Murine 3T3-L1 and NIH-3T3 cells were used as fibroblasts committed and uncommitted to the adipocyte lineage, respectively. Human pre-adipocytes were isolated from the stromal vascular fraction of subcutaneous adipose tissue of 20 lean non-diabetic individuals with a wide adipose cell size range. mRNA levels were measured by quantitative real-time PCR, while methylation levels were analysed by bisulphite sequencing. Chromatin structure was analysed by micrococcal nuclease protection assay, and DNA-methyltransferases were chemically inhibited by 5-azacytidine. Adipocyte differentiation rate was evaluated by Oil Red O staining.

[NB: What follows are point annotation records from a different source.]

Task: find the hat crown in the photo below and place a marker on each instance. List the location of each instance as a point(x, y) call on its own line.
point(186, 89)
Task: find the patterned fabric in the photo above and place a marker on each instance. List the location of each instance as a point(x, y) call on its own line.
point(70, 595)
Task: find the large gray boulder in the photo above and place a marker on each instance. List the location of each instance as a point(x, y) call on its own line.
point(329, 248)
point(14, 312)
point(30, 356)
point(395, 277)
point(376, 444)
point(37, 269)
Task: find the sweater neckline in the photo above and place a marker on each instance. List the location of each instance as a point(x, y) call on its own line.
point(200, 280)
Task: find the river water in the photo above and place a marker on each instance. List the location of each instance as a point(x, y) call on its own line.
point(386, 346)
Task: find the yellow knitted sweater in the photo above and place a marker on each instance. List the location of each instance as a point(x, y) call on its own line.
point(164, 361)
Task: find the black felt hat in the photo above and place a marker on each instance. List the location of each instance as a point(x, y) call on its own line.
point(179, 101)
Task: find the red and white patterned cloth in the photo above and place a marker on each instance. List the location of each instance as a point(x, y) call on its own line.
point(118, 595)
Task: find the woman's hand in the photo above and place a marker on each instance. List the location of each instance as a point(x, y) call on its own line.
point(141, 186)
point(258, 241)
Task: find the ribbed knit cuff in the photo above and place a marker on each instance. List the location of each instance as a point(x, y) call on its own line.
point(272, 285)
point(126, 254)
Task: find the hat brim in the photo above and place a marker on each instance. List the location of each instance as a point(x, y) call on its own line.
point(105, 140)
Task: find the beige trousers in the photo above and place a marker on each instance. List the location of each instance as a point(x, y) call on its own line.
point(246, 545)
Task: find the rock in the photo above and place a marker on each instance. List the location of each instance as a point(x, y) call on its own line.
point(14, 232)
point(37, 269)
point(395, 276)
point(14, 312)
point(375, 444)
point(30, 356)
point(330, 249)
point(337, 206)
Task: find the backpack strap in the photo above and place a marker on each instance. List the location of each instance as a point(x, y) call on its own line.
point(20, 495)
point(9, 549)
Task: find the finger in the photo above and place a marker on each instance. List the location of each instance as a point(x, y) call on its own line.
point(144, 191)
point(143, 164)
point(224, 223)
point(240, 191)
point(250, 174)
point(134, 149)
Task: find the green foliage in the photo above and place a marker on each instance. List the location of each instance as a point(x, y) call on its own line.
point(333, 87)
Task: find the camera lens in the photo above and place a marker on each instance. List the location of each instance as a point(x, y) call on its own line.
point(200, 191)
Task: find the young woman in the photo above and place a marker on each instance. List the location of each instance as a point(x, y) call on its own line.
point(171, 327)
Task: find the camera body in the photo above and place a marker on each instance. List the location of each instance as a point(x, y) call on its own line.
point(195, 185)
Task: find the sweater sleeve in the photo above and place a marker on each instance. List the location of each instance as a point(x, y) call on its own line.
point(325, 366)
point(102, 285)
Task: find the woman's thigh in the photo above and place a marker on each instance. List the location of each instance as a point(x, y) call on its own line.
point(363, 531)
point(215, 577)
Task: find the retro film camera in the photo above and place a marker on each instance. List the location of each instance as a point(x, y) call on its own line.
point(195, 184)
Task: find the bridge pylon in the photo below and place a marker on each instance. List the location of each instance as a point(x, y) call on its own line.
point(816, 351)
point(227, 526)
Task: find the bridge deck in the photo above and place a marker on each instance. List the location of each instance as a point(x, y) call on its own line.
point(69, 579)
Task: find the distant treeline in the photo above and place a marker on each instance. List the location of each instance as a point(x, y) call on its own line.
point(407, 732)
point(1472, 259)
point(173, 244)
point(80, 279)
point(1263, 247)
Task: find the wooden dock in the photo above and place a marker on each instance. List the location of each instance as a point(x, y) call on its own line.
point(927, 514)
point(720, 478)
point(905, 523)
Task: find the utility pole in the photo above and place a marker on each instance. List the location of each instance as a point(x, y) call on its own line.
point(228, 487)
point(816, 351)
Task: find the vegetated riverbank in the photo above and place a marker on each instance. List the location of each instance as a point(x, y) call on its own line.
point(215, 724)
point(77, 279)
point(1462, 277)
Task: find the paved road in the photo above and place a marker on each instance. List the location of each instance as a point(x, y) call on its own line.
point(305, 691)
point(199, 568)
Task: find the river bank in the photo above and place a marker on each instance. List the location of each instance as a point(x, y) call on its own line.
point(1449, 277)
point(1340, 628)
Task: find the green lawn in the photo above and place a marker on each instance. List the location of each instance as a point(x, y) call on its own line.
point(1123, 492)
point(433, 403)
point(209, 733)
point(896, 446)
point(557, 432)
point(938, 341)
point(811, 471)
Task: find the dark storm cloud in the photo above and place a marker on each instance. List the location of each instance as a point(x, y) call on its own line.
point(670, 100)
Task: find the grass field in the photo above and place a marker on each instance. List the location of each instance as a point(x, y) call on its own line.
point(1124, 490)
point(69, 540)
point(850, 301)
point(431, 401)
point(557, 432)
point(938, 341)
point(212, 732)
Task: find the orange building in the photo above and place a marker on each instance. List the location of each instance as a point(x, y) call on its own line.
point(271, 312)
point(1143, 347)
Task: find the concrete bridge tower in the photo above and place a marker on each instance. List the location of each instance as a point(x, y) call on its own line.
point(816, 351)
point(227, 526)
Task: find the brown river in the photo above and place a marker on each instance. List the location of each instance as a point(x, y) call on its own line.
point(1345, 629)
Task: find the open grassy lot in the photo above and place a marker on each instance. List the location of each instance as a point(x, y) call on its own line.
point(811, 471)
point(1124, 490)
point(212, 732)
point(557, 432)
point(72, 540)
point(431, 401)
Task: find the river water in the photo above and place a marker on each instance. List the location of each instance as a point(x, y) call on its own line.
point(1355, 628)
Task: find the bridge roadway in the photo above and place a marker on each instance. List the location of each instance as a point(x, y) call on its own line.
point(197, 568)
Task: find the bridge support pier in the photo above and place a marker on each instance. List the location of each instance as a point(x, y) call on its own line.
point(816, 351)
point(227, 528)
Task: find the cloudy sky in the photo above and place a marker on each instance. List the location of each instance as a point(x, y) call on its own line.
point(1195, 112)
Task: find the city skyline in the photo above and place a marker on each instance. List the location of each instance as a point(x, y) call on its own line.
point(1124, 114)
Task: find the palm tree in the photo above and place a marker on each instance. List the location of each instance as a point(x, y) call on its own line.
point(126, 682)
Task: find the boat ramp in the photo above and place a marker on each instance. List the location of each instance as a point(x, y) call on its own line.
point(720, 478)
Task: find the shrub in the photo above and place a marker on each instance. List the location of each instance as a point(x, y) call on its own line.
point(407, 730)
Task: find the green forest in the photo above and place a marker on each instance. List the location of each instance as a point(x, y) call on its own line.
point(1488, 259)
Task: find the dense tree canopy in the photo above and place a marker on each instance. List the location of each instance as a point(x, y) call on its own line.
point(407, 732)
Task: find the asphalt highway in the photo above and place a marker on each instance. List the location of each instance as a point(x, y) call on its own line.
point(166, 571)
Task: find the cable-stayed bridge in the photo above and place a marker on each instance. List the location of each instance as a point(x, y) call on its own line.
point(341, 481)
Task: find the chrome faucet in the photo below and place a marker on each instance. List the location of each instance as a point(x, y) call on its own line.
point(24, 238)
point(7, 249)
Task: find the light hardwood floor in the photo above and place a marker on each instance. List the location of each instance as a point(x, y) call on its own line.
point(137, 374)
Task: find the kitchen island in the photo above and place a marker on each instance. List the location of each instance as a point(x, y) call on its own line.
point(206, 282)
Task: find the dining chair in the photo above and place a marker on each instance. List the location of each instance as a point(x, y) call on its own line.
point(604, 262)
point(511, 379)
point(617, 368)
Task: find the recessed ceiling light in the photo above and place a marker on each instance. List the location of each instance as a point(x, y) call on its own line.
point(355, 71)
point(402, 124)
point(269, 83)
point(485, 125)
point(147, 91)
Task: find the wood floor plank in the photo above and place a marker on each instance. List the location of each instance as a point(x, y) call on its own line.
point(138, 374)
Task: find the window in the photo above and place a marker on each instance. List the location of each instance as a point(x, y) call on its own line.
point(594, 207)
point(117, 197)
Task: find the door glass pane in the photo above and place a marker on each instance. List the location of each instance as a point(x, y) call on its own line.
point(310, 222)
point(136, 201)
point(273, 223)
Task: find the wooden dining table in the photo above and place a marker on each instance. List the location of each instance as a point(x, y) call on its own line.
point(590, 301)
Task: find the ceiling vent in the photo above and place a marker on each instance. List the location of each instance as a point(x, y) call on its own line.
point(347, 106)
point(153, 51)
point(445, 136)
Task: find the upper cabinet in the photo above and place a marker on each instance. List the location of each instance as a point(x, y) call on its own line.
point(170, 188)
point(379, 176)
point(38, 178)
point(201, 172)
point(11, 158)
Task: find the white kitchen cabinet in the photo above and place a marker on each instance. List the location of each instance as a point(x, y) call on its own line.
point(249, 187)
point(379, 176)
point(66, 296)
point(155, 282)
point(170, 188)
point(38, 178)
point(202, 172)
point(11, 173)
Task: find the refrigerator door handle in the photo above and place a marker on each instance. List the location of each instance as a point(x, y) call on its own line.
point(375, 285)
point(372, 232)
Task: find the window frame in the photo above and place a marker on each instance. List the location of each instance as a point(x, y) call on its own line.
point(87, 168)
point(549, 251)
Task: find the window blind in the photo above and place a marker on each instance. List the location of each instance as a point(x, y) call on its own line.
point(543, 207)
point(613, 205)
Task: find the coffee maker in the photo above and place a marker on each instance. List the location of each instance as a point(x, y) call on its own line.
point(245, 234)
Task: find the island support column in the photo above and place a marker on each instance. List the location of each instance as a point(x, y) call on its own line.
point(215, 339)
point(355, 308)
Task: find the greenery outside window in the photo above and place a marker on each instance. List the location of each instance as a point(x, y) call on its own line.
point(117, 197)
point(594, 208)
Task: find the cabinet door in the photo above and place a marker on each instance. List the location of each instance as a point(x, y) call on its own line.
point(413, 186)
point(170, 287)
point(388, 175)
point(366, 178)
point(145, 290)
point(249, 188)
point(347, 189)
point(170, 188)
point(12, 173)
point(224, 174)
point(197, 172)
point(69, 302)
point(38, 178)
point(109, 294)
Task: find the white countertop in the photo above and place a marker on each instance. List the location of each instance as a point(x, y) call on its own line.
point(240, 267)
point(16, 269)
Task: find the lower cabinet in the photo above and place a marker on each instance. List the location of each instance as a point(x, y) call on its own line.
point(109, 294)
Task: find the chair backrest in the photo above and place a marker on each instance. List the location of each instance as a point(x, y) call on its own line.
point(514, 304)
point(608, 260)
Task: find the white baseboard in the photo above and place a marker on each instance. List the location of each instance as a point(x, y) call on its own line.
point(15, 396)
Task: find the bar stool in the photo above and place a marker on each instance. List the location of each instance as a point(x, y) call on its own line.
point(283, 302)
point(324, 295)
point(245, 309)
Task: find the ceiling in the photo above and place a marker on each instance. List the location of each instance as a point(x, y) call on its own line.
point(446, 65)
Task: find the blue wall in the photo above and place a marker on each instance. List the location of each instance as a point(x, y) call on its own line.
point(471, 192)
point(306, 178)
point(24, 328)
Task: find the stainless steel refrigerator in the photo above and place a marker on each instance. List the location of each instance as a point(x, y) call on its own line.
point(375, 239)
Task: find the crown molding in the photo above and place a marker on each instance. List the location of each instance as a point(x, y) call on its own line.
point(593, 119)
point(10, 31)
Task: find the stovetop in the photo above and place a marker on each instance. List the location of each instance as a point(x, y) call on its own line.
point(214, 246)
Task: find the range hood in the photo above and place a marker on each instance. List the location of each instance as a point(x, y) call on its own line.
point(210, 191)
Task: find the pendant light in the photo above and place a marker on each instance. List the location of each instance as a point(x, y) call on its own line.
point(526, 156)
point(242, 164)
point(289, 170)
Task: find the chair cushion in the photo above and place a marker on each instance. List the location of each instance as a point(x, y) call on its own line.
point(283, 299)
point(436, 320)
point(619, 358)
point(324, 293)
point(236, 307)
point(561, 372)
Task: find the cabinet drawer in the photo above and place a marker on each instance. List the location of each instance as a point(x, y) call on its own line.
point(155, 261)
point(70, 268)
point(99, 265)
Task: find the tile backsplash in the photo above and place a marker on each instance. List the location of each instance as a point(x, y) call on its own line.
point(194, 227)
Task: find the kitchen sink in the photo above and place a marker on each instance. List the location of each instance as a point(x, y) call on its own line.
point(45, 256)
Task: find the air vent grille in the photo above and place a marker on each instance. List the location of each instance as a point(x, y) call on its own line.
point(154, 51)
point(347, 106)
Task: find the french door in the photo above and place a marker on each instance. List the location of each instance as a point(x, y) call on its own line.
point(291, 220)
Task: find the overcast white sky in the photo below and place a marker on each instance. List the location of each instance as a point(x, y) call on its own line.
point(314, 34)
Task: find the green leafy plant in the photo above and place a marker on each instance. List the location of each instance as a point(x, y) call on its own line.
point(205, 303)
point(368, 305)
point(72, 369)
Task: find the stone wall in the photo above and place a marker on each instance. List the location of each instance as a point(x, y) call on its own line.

Comparison of uncommitted (NIH-3T3) and committed (3T3-L1) adipose precursor cells revealed that Zfp423 expression increased (p < 0.01) in parallel with the ability of the cells to differentiate into mature adipocytes owing to both decreased promoter DNA methylation (p < 0.001) and nucleosome occupancy (nucleosome [NUC] 1 p < 0.01; NUC2 p < 0.001) in the 3T3-L1 compared with NIH-3T3 cells. Interestingly, non-adipogenic epigenetic profiles can be reverted in NIH-3T3 cells as 5-azacytidine treatment increased Zfp423 mRNA levels (p < 0.01), reduced DNA methylation at a specific CpG site (p < 0.01), decreased nucleosome occupancy (NUC1, NUC2: p < 0.001) and induced adipocyte differentiation (p < 0.05). These epigenetic modifications can also be initiated in response to changes in the pre-adipose cell microenvironment, in which bone morphogenetic protein 4 (BMP4) plays a key role. We finally showed that, in human adipocyte precursor cells, impaired epigenetic regulation of zinc nuclear factor (ZNF)423 (the human orthologue of murine Zfp423) was associated with inappropriate subcutaneous adipose cell hypertrophy. As in NIH-3T3 cells, the normal ZNF423 epigenetic profile was rescued by 5-azacytidine exposure. Conclusions/interpretation: Our results show that epigenetic events regulate the ability of precursor cells to commit and differentiate into mature adipocytes by modulating ZNF423, and indicate that dysregulation of these mechanisms accompanies subcutaneous adipose tissue hypertrophy in humans.